CORONADO, CALIF. (NNS) — The commander of Naval Special Warfare Command (NSW) turned over command of 8,400 Navy SEALs, special warfare combatant-craft crewmen and supporting staff during a ceremony today at the Naval Amphibious Base in Coronado, Calif.
Rear Admiral Joseph D. Kernan relinquished command to his deputy commander, Rear Adm. Garry J. Bonelli. Kernan had served at the helm of the Navy’s special operations forces since last June.
Rear Adm. Edward G. Winters III will ultimately assume command of NSW later this year. He is currently assigned as commanding general, Iraqi National Counterterrorism Force Transition Team, Multi-National Force Iraq, in Baghdad.
Kernan will go on to serve as both commander, U.S. 4th Fleet, and commander, U.S. Naval Forces Southern Command in Mayport, Fla. U.S. 4th Fleet is responsible for U.S. Navy ships, aircraft and submarines operating in the Caribbean Sea and Central and South America and the surrounding waters. The command was originally operational from 1943-1950 before it was disestablished. The Chief of Naval Operations announced its re-establishment April 24.
"Fourth fleet, along with its traditional security and high seas exercise roles, is headed for the littorals," said Kernan, "and the sailors will be going feet-dry."
Kernan’s selection for command of 4th Fleet was lauded by guest speaker Admiral Eric T. Olson, commander, United States Special Operations Command. "We applaud his selection to command a numbered fleet of the United States Navy. He’s the first Navy SEAL to do so – in fact he’s the first SEAL flag officer to command anything outside of the special operations community."

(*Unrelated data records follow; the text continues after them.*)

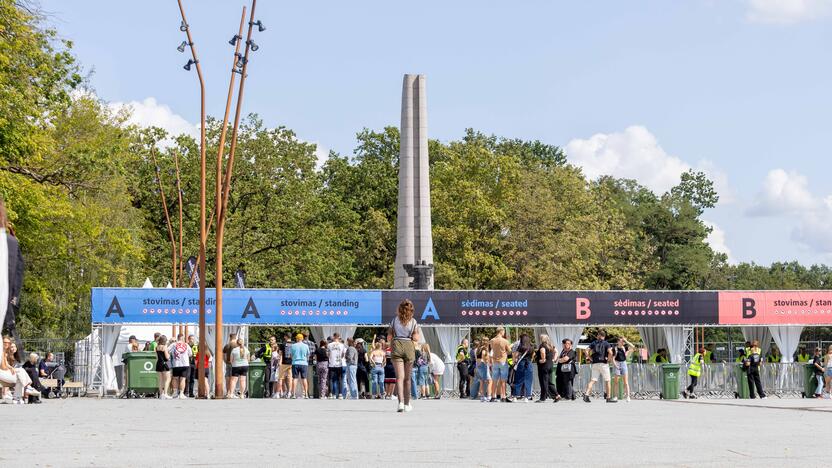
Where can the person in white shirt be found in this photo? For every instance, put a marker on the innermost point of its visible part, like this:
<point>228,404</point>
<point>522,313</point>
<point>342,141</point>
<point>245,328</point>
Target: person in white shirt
<point>336,367</point>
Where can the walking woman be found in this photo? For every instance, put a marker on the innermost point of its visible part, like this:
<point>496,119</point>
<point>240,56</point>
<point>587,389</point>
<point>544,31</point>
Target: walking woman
<point>239,368</point>
<point>322,368</point>
<point>828,373</point>
<point>545,357</point>
<point>163,366</point>
<point>403,333</point>
<point>377,371</point>
<point>566,370</point>
<point>523,369</point>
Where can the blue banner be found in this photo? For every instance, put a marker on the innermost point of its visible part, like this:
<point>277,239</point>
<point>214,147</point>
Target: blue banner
<point>240,306</point>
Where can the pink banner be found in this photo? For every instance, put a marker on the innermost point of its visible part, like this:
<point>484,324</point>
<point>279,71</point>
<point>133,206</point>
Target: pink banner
<point>775,307</point>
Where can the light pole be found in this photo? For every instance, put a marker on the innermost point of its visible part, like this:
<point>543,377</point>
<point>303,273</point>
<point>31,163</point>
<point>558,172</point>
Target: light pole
<point>223,190</point>
<point>203,235</point>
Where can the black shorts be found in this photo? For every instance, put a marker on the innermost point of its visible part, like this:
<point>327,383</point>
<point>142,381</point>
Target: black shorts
<point>299,372</point>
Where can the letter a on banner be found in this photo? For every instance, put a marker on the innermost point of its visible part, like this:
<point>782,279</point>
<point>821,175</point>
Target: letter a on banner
<point>115,308</point>
<point>430,310</point>
<point>251,309</point>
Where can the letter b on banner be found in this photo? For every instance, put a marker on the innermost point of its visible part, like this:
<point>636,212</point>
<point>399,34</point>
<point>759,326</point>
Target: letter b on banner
<point>582,311</point>
<point>748,308</point>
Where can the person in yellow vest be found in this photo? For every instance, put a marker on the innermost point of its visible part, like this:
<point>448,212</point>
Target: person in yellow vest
<point>774,355</point>
<point>265,353</point>
<point>752,364</point>
<point>659,357</point>
<point>708,355</point>
<point>694,372</point>
<point>802,355</point>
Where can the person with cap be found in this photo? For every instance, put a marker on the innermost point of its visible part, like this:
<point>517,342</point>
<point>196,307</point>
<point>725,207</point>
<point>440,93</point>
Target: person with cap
<point>694,372</point>
<point>752,362</point>
<point>300,365</point>
<point>801,355</point>
<point>265,353</point>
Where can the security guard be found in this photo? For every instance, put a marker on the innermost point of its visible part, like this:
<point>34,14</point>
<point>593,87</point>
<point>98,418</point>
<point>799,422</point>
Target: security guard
<point>265,353</point>
<point>752,364</point>
<point>189,387</point>
<point>694,371</point>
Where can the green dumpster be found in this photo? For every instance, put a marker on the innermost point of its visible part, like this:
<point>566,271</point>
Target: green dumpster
<point>617,390</point>
<point>670,381</point>
<point>256,379</point>
<point>141,373</point>
<point>742,382</point>
<point>810,383</point>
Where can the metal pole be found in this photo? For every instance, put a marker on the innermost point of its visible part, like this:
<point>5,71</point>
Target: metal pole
<point>179,191</point>
<point>203,236</point>
<point>219,375</point>
<point>167,214</point>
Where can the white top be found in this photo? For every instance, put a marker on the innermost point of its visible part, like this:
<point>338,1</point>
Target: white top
<point>336,354</point>
<point>181,353</point>
<point>437,366</point>
<point>237,360</point>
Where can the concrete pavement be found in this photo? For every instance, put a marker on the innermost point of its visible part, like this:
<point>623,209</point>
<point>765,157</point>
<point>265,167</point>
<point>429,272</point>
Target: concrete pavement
<point>91,432</point>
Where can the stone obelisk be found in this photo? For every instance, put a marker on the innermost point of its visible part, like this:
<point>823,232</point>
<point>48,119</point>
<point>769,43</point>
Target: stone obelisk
<point>414,241</point>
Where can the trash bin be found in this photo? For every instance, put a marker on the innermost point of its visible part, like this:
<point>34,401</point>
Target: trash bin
<point>616,390</point>
<point>809,381</point>
<point>742,382</point>
<point>142,378</point>
<point>670,382</point>
<point>256,379</point>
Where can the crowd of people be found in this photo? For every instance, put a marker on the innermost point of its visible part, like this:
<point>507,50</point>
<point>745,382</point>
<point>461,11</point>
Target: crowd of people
<point>491,369</point>
<point>20,381</point>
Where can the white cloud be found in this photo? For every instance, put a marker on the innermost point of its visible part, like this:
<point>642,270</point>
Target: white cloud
<point>716,239</point>
<point>787,11</point>
<point>636,154</point>
<point>783,193</point>
<point>149,113</point>
<point>786,195</point>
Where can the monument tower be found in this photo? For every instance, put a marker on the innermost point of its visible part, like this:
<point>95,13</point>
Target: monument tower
<point>414,241</point>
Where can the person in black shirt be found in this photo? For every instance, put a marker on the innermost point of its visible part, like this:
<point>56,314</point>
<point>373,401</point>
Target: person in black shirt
<point>600,354</point>
<point>566,370</point>
<point>545,356</point>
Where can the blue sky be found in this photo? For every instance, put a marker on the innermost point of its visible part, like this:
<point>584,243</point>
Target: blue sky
<point>647,89</point>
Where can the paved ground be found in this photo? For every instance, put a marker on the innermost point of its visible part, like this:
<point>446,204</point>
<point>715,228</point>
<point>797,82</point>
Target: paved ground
<point>90,432</point>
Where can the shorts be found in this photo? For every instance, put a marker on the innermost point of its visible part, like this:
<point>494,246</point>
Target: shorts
<point>299,371</point>
<point>499,371</point>
<point>601,369</point>
<point>483,371</point>
<point>403,350</point>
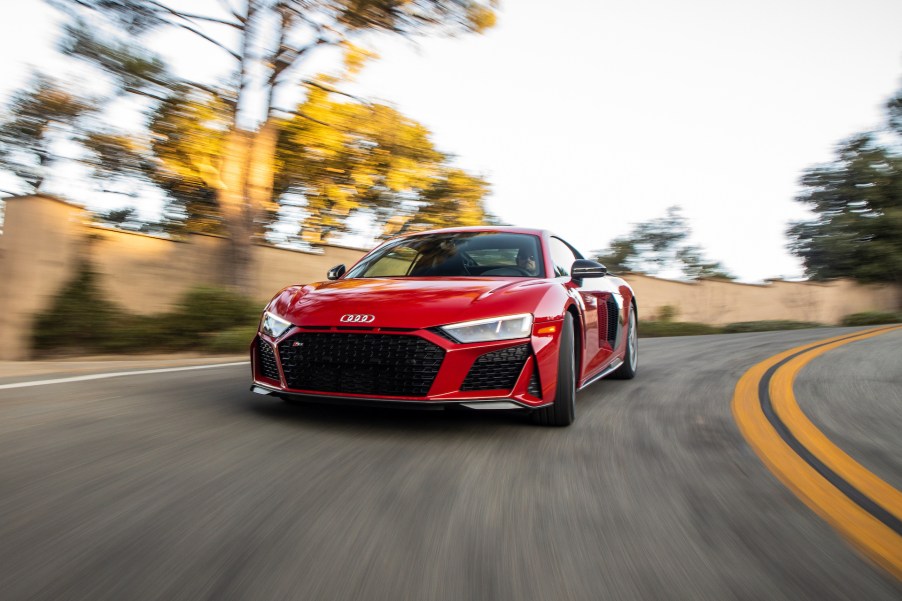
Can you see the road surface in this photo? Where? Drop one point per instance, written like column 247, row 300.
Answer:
column 184, row 485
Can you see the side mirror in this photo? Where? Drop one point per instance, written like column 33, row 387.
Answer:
column 336, row 272
column 584, row 268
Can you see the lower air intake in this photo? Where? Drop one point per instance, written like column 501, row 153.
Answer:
column 267, row 360
column 378, row 364
column 497, row 370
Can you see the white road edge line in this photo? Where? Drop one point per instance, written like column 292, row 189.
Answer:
column 115, row 375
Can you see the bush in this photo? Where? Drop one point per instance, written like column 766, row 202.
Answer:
column 653, row 329
column 768, row 326
column 81, row 320
column 871, row 318
column 79, row 316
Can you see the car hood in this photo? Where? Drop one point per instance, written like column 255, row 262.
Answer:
column 407, row 302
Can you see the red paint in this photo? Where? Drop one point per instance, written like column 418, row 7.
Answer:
column 428, row 302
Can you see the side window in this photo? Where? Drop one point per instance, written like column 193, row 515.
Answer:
column 562, row 257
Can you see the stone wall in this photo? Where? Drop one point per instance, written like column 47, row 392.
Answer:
column 44, row 240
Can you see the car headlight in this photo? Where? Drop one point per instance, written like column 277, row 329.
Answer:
column 495, row 328
column 273, row 325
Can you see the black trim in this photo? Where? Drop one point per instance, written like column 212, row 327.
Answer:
column 860, row 499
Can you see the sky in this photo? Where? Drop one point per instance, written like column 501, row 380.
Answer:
column 588, row 116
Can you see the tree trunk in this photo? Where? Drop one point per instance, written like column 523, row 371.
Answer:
column 247, row 178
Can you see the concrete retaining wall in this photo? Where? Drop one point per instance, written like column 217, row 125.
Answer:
column 44, row 239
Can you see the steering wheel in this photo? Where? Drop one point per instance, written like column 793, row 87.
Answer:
column 507, row 271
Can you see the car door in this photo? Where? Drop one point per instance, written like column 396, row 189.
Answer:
column 601, row 309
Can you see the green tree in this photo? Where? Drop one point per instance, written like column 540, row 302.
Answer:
column 38, row 117
column 233, row 174
column 659, row 245
column 857, row 203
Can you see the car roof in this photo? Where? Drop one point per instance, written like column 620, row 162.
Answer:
column 505, row 229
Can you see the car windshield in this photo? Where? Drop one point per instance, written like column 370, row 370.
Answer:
column 475, row 254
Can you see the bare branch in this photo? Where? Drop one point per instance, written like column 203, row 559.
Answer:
column 228, row 7
column 201, row 34
column 304, row 115
column 192, row 17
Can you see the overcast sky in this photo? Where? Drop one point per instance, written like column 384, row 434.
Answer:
column 588, row 115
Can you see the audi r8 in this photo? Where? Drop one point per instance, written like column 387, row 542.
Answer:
column 483, row 318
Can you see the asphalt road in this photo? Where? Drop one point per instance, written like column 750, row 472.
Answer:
column 186, row 486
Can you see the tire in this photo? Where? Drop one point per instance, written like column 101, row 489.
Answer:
column 563, row 411
column 630, row 366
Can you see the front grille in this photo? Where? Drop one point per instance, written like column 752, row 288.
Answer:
column 534, row 389
column 497, row 370
column 382, row 364
column 267, row 360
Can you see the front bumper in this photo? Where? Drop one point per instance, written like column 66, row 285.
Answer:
column 467, row 374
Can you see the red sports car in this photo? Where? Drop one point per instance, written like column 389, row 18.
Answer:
column 484, row 318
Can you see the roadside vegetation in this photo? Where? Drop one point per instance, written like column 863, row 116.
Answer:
column 872, row 318
column 81, row 320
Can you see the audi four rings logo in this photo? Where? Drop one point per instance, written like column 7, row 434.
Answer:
column 357, row 318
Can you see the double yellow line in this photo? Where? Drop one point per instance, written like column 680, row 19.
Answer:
column 861, row 506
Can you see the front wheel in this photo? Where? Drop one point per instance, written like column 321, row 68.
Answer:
column 563, row 411
column 630, row 366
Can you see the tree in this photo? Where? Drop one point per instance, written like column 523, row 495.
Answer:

During the ceremony, Kernan received a Distinguished Service Medal for his year of service as commander. During his tenure, one of Kernan focused on putting programs and initiatives in place to increase the number of SEAL recruits in order to meet the demanding requirements for special operations forces in the Global War on Terrorism. He and his wife, Jan, pioneered a comprehensive program focused on helping NSW families adjust to the challenges associated with combat deployments.
"He has brilliantly and energetically led this force," Olson remarked, "while recruiting and posturing for even greater success the force of tomorrow."
After assuming command Bonelli promised to do his best to follow in the footsteps of his predecessor.
"My intent during my tenure here in command is very straightforward: I will listen, I will learn and I will lead."
Bonelli’s distinguished career includes two combat tours in Vietnam, command of eight Navy Reserve units, and command of SEAL Team 5, marking him as the only reservist to command an active duty SEAL Team. He later became deputy commander of Navy Reserve Readiness Command Southwest and then chief of staff for Naval Special Warfare Command. In his prior civilian profession, Bonelli served as a staff director with the San Diego Association of Governments, a strategic research, planning and transportation agency working for the 18 cities and county government in the region. He helped manage a $14 billion public infrastructure program and developed public policy initiatives for locally elected officials on numerous issues encompassing population growth, transportation, governance, housing, environmental management, economic development, public safety, bi-national coordination and military-civilian community relationships.
Naval Special Warfare Command is the Navy component of United States Special Operations Command and the special operations component of the United States Navy. The command supports, trains, equips and deploys maritime special operations forces to meet the operational requirements of combatant commanders. These special operations forces include more than 8,400 active-duty and reserve SEALs (Sea-Air-Land) and Special Warfare Combatant-craft Crewman (SWCC) operators and support personnel based primarily in San Diego, Calif., Norfolk, Va., and deployed all over the world.